Health and Human Services (HHS) Secretary Kathleen Sebelius wrote to a group of senators on December 20 saying she will issue a “hardship exemption” from tax penalties for people whose plans were cancelled but who were not able to purchase new insurance by the deadline.

Robert Moffit, director of the Heritage Foundation’s Center for Health Policy Studies, notes that the number of Americans qualifying for that “hardship exemption” is truly telling. He told Fox News, “This whole thing has turned into a rat’s nest of rules and regulations. Who would have thought Health and Human Services Secretary Kathleen Sebelius would grant so many hardships?… This administration is under the mindset of how America is supposes to work, which has nothing to do with how it really works.”

And the HHS continues to worry that some consumers may believe they are fully enrolled in a health plan when they may in fact not be, because of the website’s technical problems.

An HHS official wrote in a recent blog post,

If you’ve already received an insurance card, as long as you pay your premium by December 31st, or any later date that your insurer may set, you’re covered. If you haven’t received a card, you should contact the plan you selected to confirm that your enrollment has, in fact, taken place.

The Obama administration and health insurance companies remain in defensive mode as they continue to field complaints from citizens who were angry and surprised to learn that they were losing their current healthcare coverage.

As a result of the healthcare website’s inoperability, the administration asked insurance companies to bend their deadlines for getting coverage and paying for it. Politico writes, “Both were moved back more than a week — from Dec. 15 to Dec. 23 for applying and from Dec. 31 to Jan. 10 for paying.” Naturally, the changing calendar has confused Americans.

Amid the issuing of millions of insurance cancellation notices in November, President Obama gave insurers the option of extending plans to consumers for an extra year, regardless of whether they meet the ObamaCare standards.

Likewise, administration officials asked insurers last week to accept partial payments or backdate policies for those who enroll after Monday in an effort to increase the number of Americans who will be insured by January 1.

Skeptics of the law, including Senator Joe Manchin (D-W.V.), are asking the Obama administration to delay the individual mandate for one year to allow Americans time to adjust to all the changes.

“This whole 2014 will be a transitional year — to find out where our glitches are and our little nuances that we have to work for, and find out if the market can produce the products that we need to keep this and us healthy,” Manchin said on CNN’s State of the Union on December 22.
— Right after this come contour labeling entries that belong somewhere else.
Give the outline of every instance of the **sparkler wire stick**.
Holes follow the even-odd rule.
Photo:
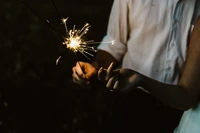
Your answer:
[[[60,15],[59,11],[58,11],[58,8],[56,7],[56,3],[55,3],[54,0],[52,0],[52,4],[53,4],[53,7],[54,7],[55,10],[56,10],[56,13],[57,13],[57,15],[58,15],[59,21],[61,21],[61,20],[62,20],[62,17],[61,17],[61,15]]]

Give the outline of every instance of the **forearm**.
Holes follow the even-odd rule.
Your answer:
[[[143,76],[140,86],[148,90],[163,103],[174,108],[187,110],[196,103],[190,92],[181,85],[165,84]]]
[[[93,64],[99,69],[100,67],[108,68],[112,62],[115,66],[118,64],[118,61],[110,53],[98,50]]]

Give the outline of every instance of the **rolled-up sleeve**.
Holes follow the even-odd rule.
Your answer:
[[[128,0],[114,0],[109,17],[107,34],[98,49],[110,53],[116,60],[121,61],[126,52],[128,39]],[[114,44],[104,43],[115,41]]]

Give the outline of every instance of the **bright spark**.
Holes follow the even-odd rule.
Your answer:
[[[68,30],[66,24],[67,20],[68,18],[61,19],[66,30],[66,37],[64,38],[63,44],[66,45],[66,48],[72,50],[74,53],[80,52],[90,61],[91,59],[88,57],[88,55],[94,56],[91,52],[97,52],[97,50],[94,46],[89,46],[89,44],[108,43],[113,45],[115,43],[114,40],[108,42],[94,42],[93,40],[85,41],[82,37],[89,31],[89,28],[91,27],[90,24],[86,23],[80,30],[76,29],[74,25],[73,29]]]

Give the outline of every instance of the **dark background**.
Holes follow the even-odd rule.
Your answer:
[[[87,22],[91,28],[84,39],[102,40],[113,0],[54,1],[59,15],[51,0],[26,3],[59,33],[64,31],[59,16],[69,17],[69,29]],[[41,18],[20,0],[0,1],[0,133],[169,133],[165,129],[174,123],[173,131],[179,117],[151,107],[156,100],[150,95],[111,93],[99,83],[91,89],[73,84],[72,67],[88,60],[66,49]],[[164,127],[155,121],[164,121]]]
[[[27,0],[44,20],[64,29],[51,0]],[[55,0],[68,28],[91,25],[86,40],[101,41],[112,0]],[[95,53],[94,53],[95,54]],[[56,66],[56,59],[62,55]],[[92,59],[92,57],[91,57]],[[0,1],[0,133],[97,133],[108,130],[110,92],[71,81],[77,60],[44,21],[20,0]]]

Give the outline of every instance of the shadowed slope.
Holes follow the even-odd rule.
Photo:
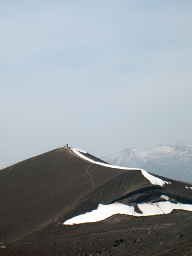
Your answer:
[[[0,241],[24,236],[52,221],[62,223],[100,203],[142,202],[162,194],[192,203],[191,189],[166,180],[172,185],[153,185],[140,170],[91,163],[69,148],[35,156],[0,172]]]

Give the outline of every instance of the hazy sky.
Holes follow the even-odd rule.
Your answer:
[[[0,164],[192,147],[191,0],[0,2]]]

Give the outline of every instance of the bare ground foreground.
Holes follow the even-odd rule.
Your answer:
[[[100,203],[136,205],[165,195],[192,204],[189,184],[162,179],[171,185],[90,164],[67,148],[7,167],[0,172],[0,255],[192,255],[192,212],[62,225]]]

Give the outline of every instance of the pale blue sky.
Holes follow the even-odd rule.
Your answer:
[[[191,1],[0,3],[0,164],[192,147]]]

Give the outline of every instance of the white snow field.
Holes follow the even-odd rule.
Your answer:
[[[137,170],[137,171],[141,171],[143,175],[149,181],[151,184],[153,185],[158,185],[161,187],[162,187],[165,184],[171,184],[170,182],[168,181],[165,181],[161,179],[159,179],[157,177],[155,177],[154,176],[152,175],[151,174],[148,174],[146,171],[144,171],[142,169],[138,169],[135,168],[127,168],[127,167],[122,167],[120,166],[112,166],[112,164],[106,164],[104,163],[101,163],[100,162],[97,162],[94,161],[94,160],[90,159],[90,158],[87,158],[87,156],[85,156],[85,155],[81,154],[81,152],[86,154],[86,152],[82,150],[79,150],[77,148],[74,148],[73,147],[71,147],[70,149],[72,150],[72,151],[76,154],[77,155],[80,156],[81,158],[82,158],[84,160],[86,160],[87,161],[90,162],[90,163],[93,163],[96,164],[98,164],[99,166],[105,166],[106,167],[110,167],[114,169],[120,169],[120,170]]]
[[[138,207],[143,213],[138,213],[134,210],[133,206],[126,205],[119,203],[104,205],[99,204],[96,210],[79,215],[66,221],[64,225],[80,224],[87,222],[95,222],[105,220],[116,214],[132,215],[141,217],[160,215],[170,213],[173,209],[192,211],[192,205],[180,203],[174,204],[166,202],[158,202],[153,204],[148,203],[139,204]]]
[[[115,169],[122,170],[135,170],[141,171],[143,175],[153,185],[158,185],[162,187],[165,184],[171,184],[170,182],[165,181],[161,179],[151,175],[145,171],[141,169],[121,167],[117,166],[112,166],[104,163],[94,161],[90,158],[84,156],[81,152],[86,154],[84,150],[78,150],[77,148],[70,148],[73,152],[87,161],[96,164],[105,166],[106,167],[112,168]],[[188,187],[187,188],[188,188]],[[190,188],[192,189],[191,187]],[[81,214],[74,217],[70,220],[66,221],[64,225],[80,224],[82,223],[95,222],[105,220],[114,214],[124,214],[127,215],[132,215],[133,216],[141,217],[149,216],[153,215],[160,215],[170,213],[173,209],[186,210],[192,211],[192,205],[183,204],[181,203],[174,204],[169,201],[169,197],[164,195],[160,196],[167,200],[166,201],[157,202],[155,203],[145,203],[139,204],[138,207],[143,213],[139,213],[135,211],[133,206],[127,205],[118,202],[108,205],[99,204],[97,209],[92,210],[90,212],[87,212],[85,214]]]

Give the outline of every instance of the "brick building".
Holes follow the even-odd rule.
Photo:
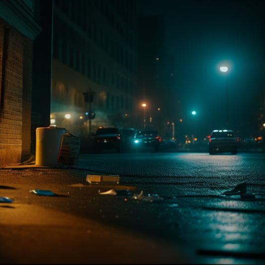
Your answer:
[[[30,156],[34,1],[0,1],[0,166]]]

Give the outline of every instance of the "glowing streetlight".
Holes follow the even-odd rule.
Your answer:
[[[225,73],[226,74],[226,101],[227,101],[227,116],[226,125],[228,125],[229,123],[229,104],[228,101],[228,75],[227,74],[227,71],[228,71],[228,68],[227,66],[221,66],[220,68],[220,71],[223,73]]]
[[[220,71],[221,72],[227,72],[228,71],[228,68],[226,66],[221,66],[220,68]]]
[[[144,129],[145,129],[145,127],[146,126],[146,104],[145,103],[143,103],[143,104],[142,104],[142,106],[144,107]]]

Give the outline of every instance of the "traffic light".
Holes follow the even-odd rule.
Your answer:
[[[90,92],[90,101],[89,101],[89,92],[84,92],[83,95],[85,96],[85,102],[93,102],[93,93]]]
[[[90,112],[90,113],[88,113],[88,112],[86,112],[86,119],[88,120],[90,119],[90,120],[92,120],[94,119],[95,115],[95,114],[94,112]]]

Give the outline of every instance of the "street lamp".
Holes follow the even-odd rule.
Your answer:
[[[221,66],[220,68],[220,71],[223,73],[225,73],[226,74],[226,101],[227,101],[227,116],[226,120],[226,125],[228,125],[229,123],[229,104],[228,101],[228,75],[227,71],[228,68],[227,66]]]
[[[144,129],[145,129],[145,127],[146,126],[146,104],[145,103],[143,103],[142,104],[142,106],[144,107]]]

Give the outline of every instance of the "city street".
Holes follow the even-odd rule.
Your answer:
[[[0,195],[12,201],[0,204],[0,263],[264,264],[265,161],[109,152],[80,155],[78,169],[1,168]]]

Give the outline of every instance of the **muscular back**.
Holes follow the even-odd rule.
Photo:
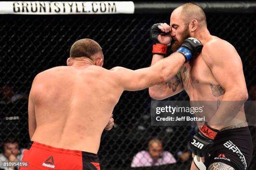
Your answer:
[[[136,70],[120,67],[108,70],[78,61],[79,66],[57,67],[38,74],[28,101],[31,140],[96,153],[102,132],[123,91],[165,82],[184,61],[176,53]]]
[[[31,140],[97,153],[123,92],[110,72],[95,66],[81,70],[60,66],[37,75],[30,97],[36,124]]]

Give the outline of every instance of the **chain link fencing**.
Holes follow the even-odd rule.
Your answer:
[[[152,42],[149,29],[155,23],[169,23],[170,13],[118,15],[1,15],[0,18],[0,142],[14,136],[26,147],[28,133],[27,97],[35,76],[50,68],[65,65],[76,41],[89,38],[102,48],[104,67],[132,69],[149,66]],[[212,35],[230,42],[243,63],[248,89],[256,85],[256,18],[254,14],[206,13]],[[225,58],[223,58],[225,60]],[[46,92],[47,92],[46,91]],[[102,96],[104,97],[104,96]],[[194,133],[189,127],[151,126],[148,90],[125,91],[113,111],[115,128],[104,131],[98,154],[102,170],[130,169],[133,157],[147,149],[154,137],[177,163],[157,169],[189,169],[179,153],[188,150]],[[188,100],[183,91],[167,100]],[[250,127],[255,146],[255,130]],[[3,150],[2,150],[3,151]],[[256,168],[256,152],[250,166]],[[149,168],[146,168],[148,169]]]

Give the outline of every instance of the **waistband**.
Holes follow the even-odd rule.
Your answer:
[[[231,129],[228,130],[223,130],[223,131],[220,131],[218,132],[217,134],[217,136],[224,135],[228,134],[244,134],[247,135],[249,134],[251,135],[250,130],[249,127],[248,126],[242,127],[238,127],[235,129]]]
[[[97,154],[93,153],[77,150],[59,148],[47,145],[35,141],[31,141],[28,145],[27,149],[29,150],[31,147],[32,148],[36,148],[43,150],[54,153],[58,153],[61,154],[69,155],[82,157],[84,161],[94,162],[99,162],[99,158]]]

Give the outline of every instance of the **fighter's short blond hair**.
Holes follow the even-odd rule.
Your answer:
[[[102,48],[94,40],[89,38],[81,39],[75,42],[70,48],[70,57],[87,57],[92,60],[91,56],[99,52]]]
[[[205,14],[202,8],[193,3],[186,3],[179,7],[181,8],[181,14],[186,24],[195,19],[202,26],[207,26]]]

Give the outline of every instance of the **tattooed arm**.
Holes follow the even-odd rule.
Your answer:
[[[234,47],[220,39],[206,43],[202,56],[219,84],[210,84],[209,89],[214,96],[223,96],[208,122],[212,127],[220,130],[236,116],[248,98],[242,62]]]
[[[151,66],[163,58],[162,56],[154,54]],[[167,81],[149,87],[150,96],[157,100],[161,100],[173,96],[183,90],[180,70]]]

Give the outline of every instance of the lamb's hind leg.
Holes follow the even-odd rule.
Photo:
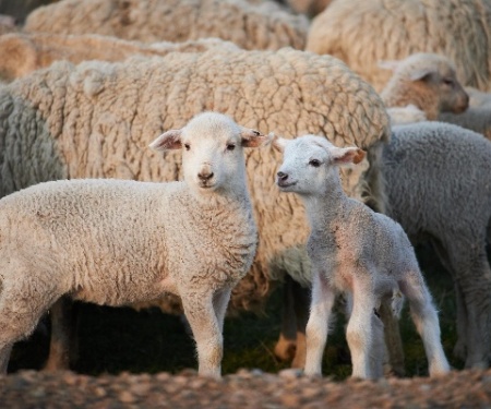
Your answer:
[[[440,339],[439,316],[419,270],[406,275],[400,281],[400,290],[408,299],[412,321],[422,338],[430,376],[447,373],[450,365]]]
[[[307,323],[306,374],[322,374],[322,356],[327,340],[328,321],[334,304],[334,291],[319,272],[312,273],[312,301]]]

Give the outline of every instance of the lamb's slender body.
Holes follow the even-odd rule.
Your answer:
[[[241,146],[263,136],[214,112],[164,133],[183,182],[63,180],[0,201],[0,370],[60,297],[122,305],[179,296],[200,374],[219,376],[230,292],[258,241]]]
[[[337,165],[357,164],[363,152],[336,148],[312,135],[278,140],[275,146],[285,148],[278,187],[302,197],[311,226],[312,301],[306,373],[321,374],[334,299],[336,293],[347,292],[352,296],[347,327],[352,376],[382,376],[383,357],[375,350],[383,342],[383,332],[375,312],[384,298],[399,290],[409,300],[430,374],[447,372],[438,314],[409,239],[397,222],[348,197],[340,187]]]

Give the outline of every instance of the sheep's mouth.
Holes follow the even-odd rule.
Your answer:
[[[287,182],[287,181],[282,181],[282,180],[278,180],[278,187],[279,188],[282,188],[282,189],[288,189],[288,188],[291,188],[291,187],[295,187],[296,184],[297,184],[297,182]]]

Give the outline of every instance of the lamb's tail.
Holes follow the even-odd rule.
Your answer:
[[[394,316],[397,317],[397,320],[400,318],[400,312],[403,311],[404,300],[405,300],[405,297],[400,292],[400,290],[398,288],[394,289],[394,291],[392,292],[392,298],[391,298],[391,308],[392,308],[392,313],[394,314]]]

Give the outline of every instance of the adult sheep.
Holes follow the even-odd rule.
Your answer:
[[[13,344],[63,294],[124,305],[172,293],[196,341],[199,374],[219,377],[230,292],[258,242],[243,148],[267,141],[204,112],[151,144],[182,152],[184,181],[58,180],[3,197],[0,373]]]
[[[57,62],[0,88],[0,196],[53,179],[177,180],[179,158],[151,155],[147,135],[180,128],[203,110],[263,133],[318,133],[364,148],[368,160],[345,172],[344,187],[384,209],[379,160],[390,131],[380,96],[339,60],[292,49]],[[300,281],[309,276],[303,207],[294,195],[278,195],[275,154],[262,155],[247,157],[260,243],[232,293],[235,311],[264,301],[271,281],[286,273]],[[156,303],[180,311],[172,299]],[[55,359],[52,366],[62,365]]]
[[[334,0],[312,22],[307,50],[345,61],[376,91],[390,73],[380,60],[414,52],[447,56],[464,85],[491,89],[489,0]]]
[[[12,81],[57,60],[74,63],[86,60],[122,61],[135,55],[165,56],[172,51],[205,51],[215,47],[239,48],[219,38],[144,44],[97,34],[12,33],[0,36],[0,79]]]
[[[309,23],[273,1],[63,0],[33,11],[24,29],[143,43],[218,37],[244,49],[303,49]]]
[[[491,359],[491,143],[460,127],[394,127],[384,148],[388,215],[414,243],[430,241],[452,274],[458,339],[466,368]]]

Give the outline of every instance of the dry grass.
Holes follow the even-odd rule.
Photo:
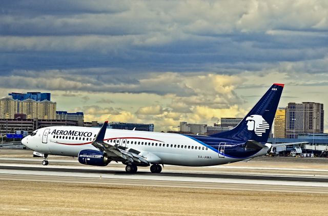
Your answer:
[[[324,215],[328,194],[0,181],[0,215]]]

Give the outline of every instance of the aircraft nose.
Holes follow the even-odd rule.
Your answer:
[[[22,140],[22,144],[26,147],[27,147],[27,144],[28,143],[28,141],[29,136],[30,136],[30,135],[25,137],[24,138],[23,138],[23,140]]]

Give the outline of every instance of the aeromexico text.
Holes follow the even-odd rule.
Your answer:
[[[63,130],[54,129],[52,132],[51,135],[64,135],[68,136],[86,136],[90,137],[92,135],[91,132],[76,131],[75,130]]]

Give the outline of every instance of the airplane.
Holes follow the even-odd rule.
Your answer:
[[[77,126],[47,127],[22,143],[44,157],[77,157],[80,163],[105,166],[121,162],[127,173],[150,166],[159,173],[164,165],[208,166],[248,161],[269,153],[266,143],[284,85],[272,85],[240,123],[230,130],[209,136]],[[161,166],[161,165],[162,166]]]

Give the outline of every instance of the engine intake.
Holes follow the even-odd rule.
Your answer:
[[[95,150],[83,150],[78,153],[78,162],[82,164],[105,166],[110,162],[104,152]]]

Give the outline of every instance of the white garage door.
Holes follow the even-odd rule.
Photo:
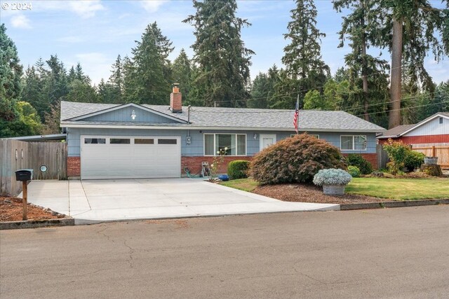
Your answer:
[[[175,178],[180,137],[82,136],[81,179]]]

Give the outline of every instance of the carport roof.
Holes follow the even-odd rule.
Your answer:
[[[142,106],[166,115],[175,118],[180,123],[149,123],[138,122],[93,122],[76,120],[80,116],[101,112],[119,104],[93,104],[61,102],[61,126],[82,125],[125,126],[125,127],[163,127],[173,128],[215,127],[227,129],[259,129],[293,130],[293,109],[258,109],[246,108],[192,107],[190,123],[187,121],[187,107],[182,107],[182,113],[173,113],[165,105]],[[375,132],[384,129],[344,111],[301,110],[299,116],[299,127],[303,130]]]

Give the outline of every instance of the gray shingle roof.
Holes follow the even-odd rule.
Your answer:
[[[61,102],[61,123],[69,125],[98,125],[93,122],[71,121],[70,118],[113,108],[118,104],[91,104]],[[187,107],[182,107],[182,113],[172,113],[168,106],[142,105],[172,117],[187,120]],[[174,127],[217,127],[232,128],[267,128],[293,130],[293,110],[256,109],[246,108],[192,107],[190,124],[165,123],[149,124],[138,123],[102,122],[121,125],[163,125]],[[103,123],[105,124],[105,123]],[[301,130],[351,130],[382,132],[385,129],[366,121],[344,111],[302,110],[300,111],[299,127]]]

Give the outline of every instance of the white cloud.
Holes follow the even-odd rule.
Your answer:
[[[109,58],[106,55],[98,52],[80,53],[75,55],[77,62],[83,67],[84,74],[91,77],[93,84],[98,85],[102,78],[107,80],[111,75],[111,65],[115,57]],[[67,64],[69,68],[74,63]]]
[[[166,0],[147,0],[140,2],[142,6],[149,13],[156,13]]]
[[[59,41],[68,43],[78,43],[84,41],[81,36],[64,36],[58,39]]]
[[[13,25],[13,27],[16,28],[24,28],[24,29],[31,28],[31,25],[29,24],[29,19],[28,19],[24,15],[13,15],[11,18],[11,24]]]
[[[70,1],[69,6],[75,13],[83,18],[92,18],[98,11],[105,10],[99,0]]]
[[[105,9],[100,0],[54,0],[33,2],[33,11],[68,11],[75,13],[83,19],[94,17],[98,11]]]

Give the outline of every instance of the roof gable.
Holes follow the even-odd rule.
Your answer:
[[[83,127],[163,127],[198,130],[257,130],[294,132],[294,109],[260,109],[225,107],[182,107],[181,113],[172,113],[168,105],[136,105],[128,104],[131,110],[123,112],[121,121],[108,121],[100,115],[123,109],[126,105],[61,102],[61,126]],[[137,107],[137,108],[136,108]],[[144,122],[136,118],[131,121],[132,109],[159,113],[173,120],[171,123]],[[189,110],[190,113],[189,113]],[[139,110],[140,111],[140,110]],[[95,117],[94,117],[95,116]],[[189,122],[187,122],[187,120]],[[356,116],[341,111],[302,110],[299,129],[302,131],[381,132],[385,129]]]
[[[133,117],[132,116],[134,116]],[[130,123],[181,123],[185,121],[162,111],[133,103],[116,105],[105,109],[66,118],[65,120],[130,122]]]

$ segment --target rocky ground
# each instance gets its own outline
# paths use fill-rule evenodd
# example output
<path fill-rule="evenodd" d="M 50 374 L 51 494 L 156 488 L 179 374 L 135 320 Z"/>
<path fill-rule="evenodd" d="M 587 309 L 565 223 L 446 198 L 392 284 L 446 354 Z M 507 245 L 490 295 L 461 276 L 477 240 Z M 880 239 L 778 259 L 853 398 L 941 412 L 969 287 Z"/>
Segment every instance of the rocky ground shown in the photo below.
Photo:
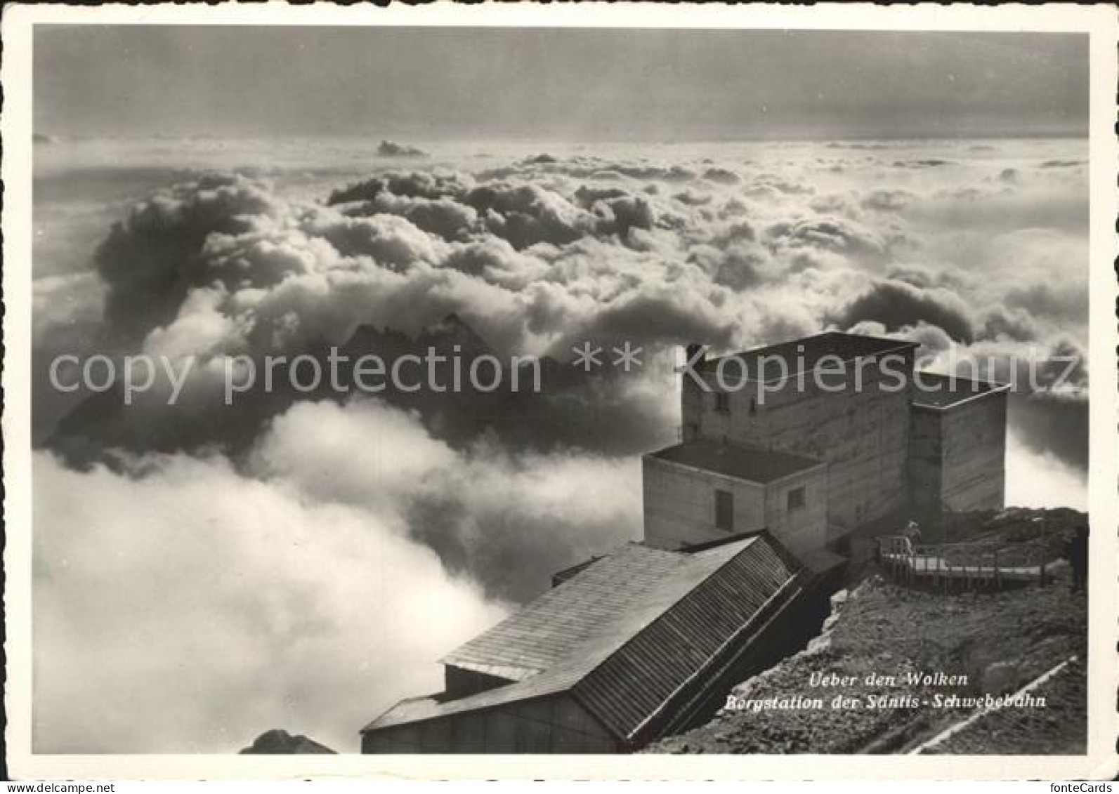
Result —
<path fill-rule="evenodd" d="M 1009 538 L 1028 519 L 980 526 Z M 735 688 L 737 705 L 746 708 L 723 709 L 707 725 L 646 752 L 905 753 L 980 708 L 952 706 L 951 696 L 1015 692 L 1076 655 L 1081 661 L 1033 690 L 1045 696 L 1045 707 L 998 709 L 923 752 L 1083 753 L 1087 623 L 1087 598 L 1071 592 L 1066 566 L 1044 587 L 981 594 L 921 592 L 871 571 L 837 594 L 821 637 Z M 956 678 L 906 680 L 937 673 Z"/>

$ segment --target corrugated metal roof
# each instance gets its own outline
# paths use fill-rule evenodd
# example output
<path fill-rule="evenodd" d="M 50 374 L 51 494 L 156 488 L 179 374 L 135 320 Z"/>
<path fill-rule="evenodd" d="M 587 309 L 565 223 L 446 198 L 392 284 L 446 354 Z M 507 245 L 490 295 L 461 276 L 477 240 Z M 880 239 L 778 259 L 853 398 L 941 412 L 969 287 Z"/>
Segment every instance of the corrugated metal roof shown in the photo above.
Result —
<path fill-rule="evenodd" d="M 499 664 L 500 640 L 508 637 L 540 663 L 549 660 L 540 672 L 458 700 L 403 701 L 366 730 L 571 691 L 612 732 L 628 737 L 797 573 L 768 535 L 690 554 L 623 547 L 526 607 L 521 625 L 544 641 L 526 650 L 514 615 L 448 656 L 470 649 L 461 656 L 467 663 Z M 596 597 L 604 602 L 594 618 L 576 616 Z M 553 628 L 543 615 L 564 621 Z"/>
<path fill-rule="evenodd" d="M 739 480 L 768 483 L 799 471 L 824 465 L 822 461 L 736 442 L 695 438 L 650 453 L 652 457 Z"/>

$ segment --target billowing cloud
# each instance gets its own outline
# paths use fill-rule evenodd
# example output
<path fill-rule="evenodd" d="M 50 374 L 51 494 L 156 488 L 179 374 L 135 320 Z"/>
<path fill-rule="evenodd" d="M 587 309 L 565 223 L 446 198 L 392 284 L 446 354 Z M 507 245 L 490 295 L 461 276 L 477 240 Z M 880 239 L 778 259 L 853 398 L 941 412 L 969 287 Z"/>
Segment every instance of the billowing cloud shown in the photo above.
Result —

“At the end of the day, if it’s so much more expensive than what we anticipated and that the coverage is not as good as what we’ve had, you’ve got a complete meltdown at that time. So this transitional year gives you a chance to adjust the products to the market. And to see if the market will absorb and buy the product,” he added.

Manchin, along with Republican Senator Mark Kirk of Illinois, introduced legislation to delay the individual mandate for one year.

As the healthcare law continues to unfold, the disapproval ratings for ObamaCare continue to spike. Real Clear Politics shows that 53 percent of Americans disapprove of the healthcare law, while 37.8 approve of it. Results from a CNN poll taken from December 16-19 are even worse, with 62 percent opposed to the law, and 41 percent in favor. A Rasmussen Reports poll from early December shows 56 percent opposed, with 40 percent in favor.